Er hätte sich nie träumen lassen, wieder hier zu stehen, vor diesem alten Bauernhaus, gebaut vor vielen, vielen Jahren aus Lehm und Stroh. Heutzutage gäbe es keine Baugenehmigung für so etwas, aber für diese Gegend wird es in absehbarer Zukunft gar keine Baugenehmigungen geben.

Hier sollte er eigentlich nicht sein, er sollte im mattgrau lackierten Bus sitzen und zurück nach Augsburg fahren, um die übliche Prozedur nach solchen Ausflügen über sich ergehen zu lassen, aber er hat sich die inoffizielle Erlaubnis regelrecht erstritten.
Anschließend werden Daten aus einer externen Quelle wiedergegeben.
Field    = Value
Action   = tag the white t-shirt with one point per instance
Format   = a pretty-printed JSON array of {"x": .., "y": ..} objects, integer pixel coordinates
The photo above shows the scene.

Das Risiko war ihm durchaus bewusst, aber er konnte nicht anders. Er war hier aufgewachsen und wusste, dass er kaum eine andere Gelegenheit bekommen würde, den Ort seiner Kindheit wiederzusehen. Letztendlich gab man nach, aber sprechen dürfe er nicht darüber, sonst würden sie alle Ärger bekommen, hieß es.

Der Holzzaun vor dem Haus war zerfallen. Die ehemals lackierten Latten lagen um die in den Beton eingelassenen Eisenrohre, die als Pfeiler gedient hatten. Der Lack blätterte ab und die Farbe war nur schwer zu erkennen. Das Schiebetor, von seinem Vater eigenhändig gebaut, war zwar noch da, aber ohne die Holzlatten, und der Schiebekanal war mit Ästen, Blättern und Müll verstopft. Die Eingangstür war offen. Es gab zwar einiges zu klauen, wenn auch nicht mehr viel, aber fast niemand war so bescheuert, nur daran zu denken, von hier etwas mitzunehmen.

Er ging durch die geöffnete Tür und sah die Skelette der Tiere, wahrscheinlich von Hunden und Katzen. Dabei dachte er an Dufu, den zutraulichen Kater seiner Familie, der an dem Tag, als das Ganze passierte, verschwand und nie wieder auftauchte. Prinz, der Hund der Familie, die große Promenadenmischung, war zwar nicht abgehauen, aber sie hatten ihn damals auch nicht mitnehmen dürfen. Es war ein schmerzhafter Abschied gewesen.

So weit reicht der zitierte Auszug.